The other area of trust involves data. It used to be that a brand was considered trustworthy when people could believe in how the company was run, its product was manufactured, or its service was performed.
Today, brands are no longer just manufacturers or service providers. They’re technology companies in disguise. Some brands openly admit this, like when Dominoes famously coined themselves a “tech company that sells pizza.”
An online community is a part of your brand’s digital presence. While consumers certainly care how your product is made and how you market yourself, trustworthiness means something more when you become a technology company.
- 75% of US and UK consumers are not comfortable purchasing from a brand with poor personal data ethics.
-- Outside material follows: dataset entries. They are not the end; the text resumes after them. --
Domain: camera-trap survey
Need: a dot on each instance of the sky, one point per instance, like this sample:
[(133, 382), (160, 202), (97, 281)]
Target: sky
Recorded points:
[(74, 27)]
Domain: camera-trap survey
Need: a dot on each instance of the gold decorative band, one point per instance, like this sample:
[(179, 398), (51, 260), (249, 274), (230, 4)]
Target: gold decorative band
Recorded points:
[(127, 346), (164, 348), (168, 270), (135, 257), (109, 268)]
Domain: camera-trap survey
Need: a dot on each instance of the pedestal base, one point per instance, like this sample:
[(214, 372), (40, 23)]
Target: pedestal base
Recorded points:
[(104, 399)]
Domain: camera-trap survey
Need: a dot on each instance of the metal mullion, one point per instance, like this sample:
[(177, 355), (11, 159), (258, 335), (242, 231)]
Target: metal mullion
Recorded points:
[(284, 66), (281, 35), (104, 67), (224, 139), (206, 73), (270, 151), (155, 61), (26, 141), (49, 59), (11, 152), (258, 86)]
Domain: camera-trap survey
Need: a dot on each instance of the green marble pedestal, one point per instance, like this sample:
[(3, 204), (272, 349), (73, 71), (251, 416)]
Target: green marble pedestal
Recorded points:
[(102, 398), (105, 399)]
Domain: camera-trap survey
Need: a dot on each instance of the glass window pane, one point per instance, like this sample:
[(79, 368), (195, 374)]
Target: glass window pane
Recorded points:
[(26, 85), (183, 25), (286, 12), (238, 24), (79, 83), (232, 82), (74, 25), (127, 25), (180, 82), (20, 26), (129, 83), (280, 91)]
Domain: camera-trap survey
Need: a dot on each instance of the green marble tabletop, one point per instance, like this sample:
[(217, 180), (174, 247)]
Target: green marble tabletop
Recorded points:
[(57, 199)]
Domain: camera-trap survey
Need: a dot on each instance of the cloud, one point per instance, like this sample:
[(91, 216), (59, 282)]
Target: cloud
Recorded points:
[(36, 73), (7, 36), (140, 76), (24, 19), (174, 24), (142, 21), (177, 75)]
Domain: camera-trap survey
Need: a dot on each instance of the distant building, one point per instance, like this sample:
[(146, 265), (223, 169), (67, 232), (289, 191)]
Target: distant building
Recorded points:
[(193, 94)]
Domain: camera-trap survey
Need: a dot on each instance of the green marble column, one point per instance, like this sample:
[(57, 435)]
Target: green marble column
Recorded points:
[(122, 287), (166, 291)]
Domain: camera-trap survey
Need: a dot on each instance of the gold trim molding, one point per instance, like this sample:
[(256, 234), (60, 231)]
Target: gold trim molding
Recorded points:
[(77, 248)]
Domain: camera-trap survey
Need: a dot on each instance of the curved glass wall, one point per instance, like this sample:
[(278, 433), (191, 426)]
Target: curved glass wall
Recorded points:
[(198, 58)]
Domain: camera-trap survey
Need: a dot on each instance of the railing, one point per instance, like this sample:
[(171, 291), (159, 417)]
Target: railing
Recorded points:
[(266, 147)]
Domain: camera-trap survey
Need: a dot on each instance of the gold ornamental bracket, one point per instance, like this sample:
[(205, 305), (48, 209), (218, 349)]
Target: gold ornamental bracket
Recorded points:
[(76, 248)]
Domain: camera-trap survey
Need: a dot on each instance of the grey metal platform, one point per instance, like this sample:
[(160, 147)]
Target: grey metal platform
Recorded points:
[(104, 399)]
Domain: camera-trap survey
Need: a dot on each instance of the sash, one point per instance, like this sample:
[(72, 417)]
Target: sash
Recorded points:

- Being a trusted brand today is also about your data practices and privacy transparency and is an integral part of community engagement.
Online brand communities are an excellent place to show, not just tell, consumers that you take their data seriously. This is done by collecting zero party data and delivering relevant engagement.
Yields Value
The last part of a healthy community engagement strategy is ensuring a strong value exchange between the brand and the consumer.
Using zero party data, brands can deliver personalized community activities to make consumers feel heard and understood.
In addition to personalized content, it’s important to offer discoverable experiences. One of the most recognizable brands to perfect this strategy is Netflix. Netflix focuses on creating a solid connection with its customers by engaging them personally and personalizing their viewing experience. Still, they also use data to create experiences that delight consumers and offer recommendations.
Brand Examples in Action
When ARM & HAMMER’s long-established cat litter brand needed to boost loyalty and drive household penetration, they created the Kitty Krew community (or “cat-munity”) for proud kitty owners to connect and bond over their beloved fur babies.
- ARM & HAMMER wanted loyalists to feel special and valued. They leverage their community’s data and participation to ensure they deliver personalized experiences and entertaining discoveries.
- ARM & HAMMER listened to what their fans wanted and delivered on it with content tips for new cat parents, how-to’s, unique cat charm bracelets, or even just helping Kitty Krew members find their products nearby.
- This brand’s robust community engagement strategy harvested tremendous results. A Nielsen360 analysis of the Kitty Krew community found that community members produced 13X greater customer lifetime value than any other marketing channels.